Why is my head in the toilet this morning but there is vomit behind the toilet
i think i would be perfectly content if, on my deathbed, i could look back on a life that didn't have any fisting in it
I don't llike drinking between sober and blackout. Its boring.
hahaha our party bus just died on the freeway and we're drinking in the center divider. i'm on the roof. i win
I feel like every car around me knows I'm driving in my snuggie
What hospital were we in last night? Insurance needs to know
No, but I woke up here and my pockets are full of raisins. Like 6 different pockets.
Definition of cool: he wants a back tattoo of three horses running through a "paisley explosion"
How did he even become this person? Like what drugs has he done??

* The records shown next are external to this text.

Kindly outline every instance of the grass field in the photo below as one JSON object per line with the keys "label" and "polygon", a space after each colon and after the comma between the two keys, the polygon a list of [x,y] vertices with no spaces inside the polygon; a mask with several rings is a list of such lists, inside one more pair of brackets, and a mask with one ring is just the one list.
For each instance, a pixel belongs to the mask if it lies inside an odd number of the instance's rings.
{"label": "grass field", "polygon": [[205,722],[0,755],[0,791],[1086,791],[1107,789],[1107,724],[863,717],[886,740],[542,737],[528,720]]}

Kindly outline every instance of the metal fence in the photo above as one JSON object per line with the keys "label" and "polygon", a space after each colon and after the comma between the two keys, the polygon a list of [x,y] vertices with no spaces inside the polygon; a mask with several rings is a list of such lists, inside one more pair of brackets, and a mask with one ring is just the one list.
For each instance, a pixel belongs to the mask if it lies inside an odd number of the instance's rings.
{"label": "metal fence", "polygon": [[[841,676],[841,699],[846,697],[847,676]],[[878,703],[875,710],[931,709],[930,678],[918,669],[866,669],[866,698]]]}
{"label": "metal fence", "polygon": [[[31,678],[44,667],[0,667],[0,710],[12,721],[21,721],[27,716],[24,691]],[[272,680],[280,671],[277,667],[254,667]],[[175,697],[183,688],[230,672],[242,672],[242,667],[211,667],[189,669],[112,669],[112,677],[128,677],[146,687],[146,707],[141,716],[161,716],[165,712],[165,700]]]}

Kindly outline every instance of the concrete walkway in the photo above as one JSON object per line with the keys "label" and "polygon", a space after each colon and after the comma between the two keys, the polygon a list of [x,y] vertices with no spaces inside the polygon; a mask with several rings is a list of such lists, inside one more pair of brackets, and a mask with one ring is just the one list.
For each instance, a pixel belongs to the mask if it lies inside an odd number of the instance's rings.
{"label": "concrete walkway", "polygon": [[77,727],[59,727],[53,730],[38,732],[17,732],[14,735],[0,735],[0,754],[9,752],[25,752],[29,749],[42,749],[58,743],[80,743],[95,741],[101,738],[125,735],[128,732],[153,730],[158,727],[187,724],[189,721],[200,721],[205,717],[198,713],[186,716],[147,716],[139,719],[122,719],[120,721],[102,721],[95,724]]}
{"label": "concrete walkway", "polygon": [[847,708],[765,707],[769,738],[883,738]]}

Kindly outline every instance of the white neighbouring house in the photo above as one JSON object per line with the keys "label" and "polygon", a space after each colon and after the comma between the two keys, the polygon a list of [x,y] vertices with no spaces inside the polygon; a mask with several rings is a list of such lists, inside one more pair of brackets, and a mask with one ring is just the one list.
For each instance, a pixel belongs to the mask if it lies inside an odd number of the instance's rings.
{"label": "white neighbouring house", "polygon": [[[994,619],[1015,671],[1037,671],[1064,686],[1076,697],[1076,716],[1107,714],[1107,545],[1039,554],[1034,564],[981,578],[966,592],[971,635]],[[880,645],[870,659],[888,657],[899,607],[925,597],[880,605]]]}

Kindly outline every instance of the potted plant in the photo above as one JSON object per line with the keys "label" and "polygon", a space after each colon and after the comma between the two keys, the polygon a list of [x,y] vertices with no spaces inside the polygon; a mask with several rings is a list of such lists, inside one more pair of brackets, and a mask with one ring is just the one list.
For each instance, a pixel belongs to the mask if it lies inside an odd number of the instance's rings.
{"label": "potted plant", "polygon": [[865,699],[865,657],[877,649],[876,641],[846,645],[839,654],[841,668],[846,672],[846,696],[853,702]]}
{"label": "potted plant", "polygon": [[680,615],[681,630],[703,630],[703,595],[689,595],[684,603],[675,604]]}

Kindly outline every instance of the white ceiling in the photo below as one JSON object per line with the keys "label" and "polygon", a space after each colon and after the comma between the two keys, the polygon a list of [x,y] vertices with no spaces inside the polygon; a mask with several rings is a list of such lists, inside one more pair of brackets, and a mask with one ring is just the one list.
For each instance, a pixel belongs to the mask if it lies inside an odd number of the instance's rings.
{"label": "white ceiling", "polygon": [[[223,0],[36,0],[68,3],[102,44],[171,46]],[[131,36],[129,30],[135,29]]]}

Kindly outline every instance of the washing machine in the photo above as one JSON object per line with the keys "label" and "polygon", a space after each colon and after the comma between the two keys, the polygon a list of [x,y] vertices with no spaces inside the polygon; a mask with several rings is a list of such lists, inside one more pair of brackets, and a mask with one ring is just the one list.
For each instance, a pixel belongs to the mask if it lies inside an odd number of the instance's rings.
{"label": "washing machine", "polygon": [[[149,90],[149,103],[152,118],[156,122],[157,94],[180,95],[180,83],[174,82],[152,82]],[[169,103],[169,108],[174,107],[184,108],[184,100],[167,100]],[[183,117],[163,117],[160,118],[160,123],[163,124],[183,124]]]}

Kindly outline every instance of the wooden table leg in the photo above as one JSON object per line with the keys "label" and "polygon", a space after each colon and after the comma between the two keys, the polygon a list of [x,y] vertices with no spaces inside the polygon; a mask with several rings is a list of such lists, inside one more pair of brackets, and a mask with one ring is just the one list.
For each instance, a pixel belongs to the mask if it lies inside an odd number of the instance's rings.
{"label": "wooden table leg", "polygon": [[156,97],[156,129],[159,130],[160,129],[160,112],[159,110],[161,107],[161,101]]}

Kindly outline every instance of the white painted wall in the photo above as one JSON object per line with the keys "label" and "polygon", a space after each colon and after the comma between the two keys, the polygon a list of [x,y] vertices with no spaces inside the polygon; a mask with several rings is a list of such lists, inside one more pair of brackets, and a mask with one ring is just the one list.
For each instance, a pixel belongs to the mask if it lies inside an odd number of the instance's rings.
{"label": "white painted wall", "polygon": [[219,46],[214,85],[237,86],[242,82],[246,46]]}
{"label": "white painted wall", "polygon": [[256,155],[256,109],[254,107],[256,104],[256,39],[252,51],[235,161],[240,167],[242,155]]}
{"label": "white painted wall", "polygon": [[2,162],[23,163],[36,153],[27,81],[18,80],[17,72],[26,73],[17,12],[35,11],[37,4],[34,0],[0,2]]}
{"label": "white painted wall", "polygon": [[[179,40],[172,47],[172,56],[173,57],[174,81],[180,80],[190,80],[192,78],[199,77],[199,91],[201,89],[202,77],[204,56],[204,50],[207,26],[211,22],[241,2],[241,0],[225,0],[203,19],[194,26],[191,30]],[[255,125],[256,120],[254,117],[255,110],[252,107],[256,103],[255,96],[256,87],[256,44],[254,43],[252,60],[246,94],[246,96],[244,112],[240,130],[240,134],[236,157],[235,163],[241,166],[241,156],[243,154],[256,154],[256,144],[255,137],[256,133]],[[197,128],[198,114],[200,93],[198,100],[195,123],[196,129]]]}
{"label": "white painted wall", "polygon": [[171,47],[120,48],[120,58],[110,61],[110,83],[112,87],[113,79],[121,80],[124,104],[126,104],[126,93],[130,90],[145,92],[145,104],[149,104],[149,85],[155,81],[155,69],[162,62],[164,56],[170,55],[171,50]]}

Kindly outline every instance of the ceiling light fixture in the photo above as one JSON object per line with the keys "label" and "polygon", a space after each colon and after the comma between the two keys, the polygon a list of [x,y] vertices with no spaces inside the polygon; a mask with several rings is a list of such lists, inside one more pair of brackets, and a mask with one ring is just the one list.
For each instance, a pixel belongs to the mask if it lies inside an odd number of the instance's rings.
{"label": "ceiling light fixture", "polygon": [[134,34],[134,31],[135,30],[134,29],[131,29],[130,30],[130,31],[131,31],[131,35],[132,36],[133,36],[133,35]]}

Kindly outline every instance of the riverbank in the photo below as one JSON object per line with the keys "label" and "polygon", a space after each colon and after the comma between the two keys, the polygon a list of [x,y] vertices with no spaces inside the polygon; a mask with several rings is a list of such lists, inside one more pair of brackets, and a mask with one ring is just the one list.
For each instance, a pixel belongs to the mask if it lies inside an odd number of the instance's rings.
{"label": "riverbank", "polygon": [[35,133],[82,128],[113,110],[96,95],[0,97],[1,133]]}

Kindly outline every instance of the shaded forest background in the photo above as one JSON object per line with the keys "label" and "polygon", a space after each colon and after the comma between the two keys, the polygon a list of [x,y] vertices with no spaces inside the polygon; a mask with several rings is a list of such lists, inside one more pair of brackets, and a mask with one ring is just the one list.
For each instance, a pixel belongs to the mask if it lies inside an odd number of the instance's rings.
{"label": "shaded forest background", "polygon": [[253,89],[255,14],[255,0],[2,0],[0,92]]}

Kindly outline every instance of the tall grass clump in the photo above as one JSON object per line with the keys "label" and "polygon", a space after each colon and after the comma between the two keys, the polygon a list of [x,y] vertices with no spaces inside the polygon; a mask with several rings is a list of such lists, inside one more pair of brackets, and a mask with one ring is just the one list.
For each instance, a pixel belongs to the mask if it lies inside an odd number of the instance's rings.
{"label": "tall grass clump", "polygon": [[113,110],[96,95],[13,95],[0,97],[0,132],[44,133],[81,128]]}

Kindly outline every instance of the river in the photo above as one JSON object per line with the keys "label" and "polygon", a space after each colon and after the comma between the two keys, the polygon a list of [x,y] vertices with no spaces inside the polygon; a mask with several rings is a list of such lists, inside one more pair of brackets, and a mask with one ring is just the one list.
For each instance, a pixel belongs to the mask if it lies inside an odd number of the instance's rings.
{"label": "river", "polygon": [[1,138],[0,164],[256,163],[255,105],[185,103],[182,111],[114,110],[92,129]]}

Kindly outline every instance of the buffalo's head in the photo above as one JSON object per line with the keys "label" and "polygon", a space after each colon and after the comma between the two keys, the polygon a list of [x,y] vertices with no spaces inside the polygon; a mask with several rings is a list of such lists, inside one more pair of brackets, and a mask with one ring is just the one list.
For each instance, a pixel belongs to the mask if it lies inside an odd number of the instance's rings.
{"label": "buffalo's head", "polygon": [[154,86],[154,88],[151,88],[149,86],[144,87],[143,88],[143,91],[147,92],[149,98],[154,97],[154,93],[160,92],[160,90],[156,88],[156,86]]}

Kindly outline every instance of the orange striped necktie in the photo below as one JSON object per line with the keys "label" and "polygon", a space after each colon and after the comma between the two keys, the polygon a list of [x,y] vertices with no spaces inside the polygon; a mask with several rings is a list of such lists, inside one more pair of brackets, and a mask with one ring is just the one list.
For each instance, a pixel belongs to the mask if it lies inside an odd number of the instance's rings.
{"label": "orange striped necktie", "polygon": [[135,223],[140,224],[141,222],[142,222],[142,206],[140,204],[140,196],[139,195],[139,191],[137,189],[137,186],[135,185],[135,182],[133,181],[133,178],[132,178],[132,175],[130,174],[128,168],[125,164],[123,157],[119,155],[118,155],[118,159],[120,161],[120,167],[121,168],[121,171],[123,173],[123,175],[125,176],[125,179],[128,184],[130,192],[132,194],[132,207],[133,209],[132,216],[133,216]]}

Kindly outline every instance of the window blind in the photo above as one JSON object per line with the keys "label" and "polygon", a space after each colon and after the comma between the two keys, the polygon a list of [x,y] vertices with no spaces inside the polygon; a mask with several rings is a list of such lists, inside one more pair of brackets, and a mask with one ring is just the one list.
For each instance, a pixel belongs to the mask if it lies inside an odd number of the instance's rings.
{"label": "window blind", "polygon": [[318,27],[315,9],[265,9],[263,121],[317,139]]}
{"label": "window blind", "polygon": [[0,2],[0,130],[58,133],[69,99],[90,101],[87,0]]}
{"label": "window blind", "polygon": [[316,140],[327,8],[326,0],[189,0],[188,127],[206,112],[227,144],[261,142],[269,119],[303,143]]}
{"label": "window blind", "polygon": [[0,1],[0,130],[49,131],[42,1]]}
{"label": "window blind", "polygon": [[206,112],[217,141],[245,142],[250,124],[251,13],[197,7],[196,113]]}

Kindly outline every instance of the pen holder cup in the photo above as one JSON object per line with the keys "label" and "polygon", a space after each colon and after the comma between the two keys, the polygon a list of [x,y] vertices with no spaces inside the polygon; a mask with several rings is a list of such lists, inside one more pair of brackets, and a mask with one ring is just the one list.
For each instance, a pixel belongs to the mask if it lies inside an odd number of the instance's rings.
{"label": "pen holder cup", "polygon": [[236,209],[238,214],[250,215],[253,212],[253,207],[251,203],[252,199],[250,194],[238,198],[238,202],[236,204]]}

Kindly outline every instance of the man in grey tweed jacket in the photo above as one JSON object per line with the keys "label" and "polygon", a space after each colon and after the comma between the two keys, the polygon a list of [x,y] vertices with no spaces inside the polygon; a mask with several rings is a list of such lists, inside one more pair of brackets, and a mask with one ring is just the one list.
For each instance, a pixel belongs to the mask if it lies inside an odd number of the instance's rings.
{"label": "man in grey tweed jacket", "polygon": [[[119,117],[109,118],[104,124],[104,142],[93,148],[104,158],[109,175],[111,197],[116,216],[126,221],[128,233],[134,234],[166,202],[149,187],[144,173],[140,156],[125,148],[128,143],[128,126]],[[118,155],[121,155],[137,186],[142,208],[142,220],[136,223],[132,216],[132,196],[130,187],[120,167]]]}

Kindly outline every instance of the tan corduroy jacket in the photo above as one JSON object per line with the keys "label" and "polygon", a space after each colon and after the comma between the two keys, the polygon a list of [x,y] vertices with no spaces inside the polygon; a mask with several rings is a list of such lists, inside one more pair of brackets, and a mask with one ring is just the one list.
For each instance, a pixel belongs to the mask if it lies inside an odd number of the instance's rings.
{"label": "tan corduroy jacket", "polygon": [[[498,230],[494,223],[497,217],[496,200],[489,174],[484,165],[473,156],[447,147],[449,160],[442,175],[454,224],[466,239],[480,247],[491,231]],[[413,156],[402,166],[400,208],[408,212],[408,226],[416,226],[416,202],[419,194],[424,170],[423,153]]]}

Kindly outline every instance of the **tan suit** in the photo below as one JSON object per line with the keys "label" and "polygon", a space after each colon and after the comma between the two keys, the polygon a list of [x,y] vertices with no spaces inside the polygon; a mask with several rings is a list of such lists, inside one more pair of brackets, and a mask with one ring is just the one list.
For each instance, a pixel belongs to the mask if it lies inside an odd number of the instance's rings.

My cat just tried to lay on my stomach while I was masturbating. And I let her because I am so starved for affection.
She took me into the bathroom and force fed me a panini, it was pretty good.
Haha. I found pics last week of me getting motorboated by a girl while i was taking a shot. Hahaha in my wedding dress. Classy
bitch, i have a flask. i've got things under control.
god. marry me.
Just got invited to a tree party by some random chicks. They're literally just sitting up in a tree with a handle of rum and a box of goldfish crackers and yelled at me as I was walking by...
The room got awkwardly silent right as i yelled "leave him alone! I know plenty of straight guys who like to suck dick!"
He's a wizard, there is no other explanation for how hard I came last night. None.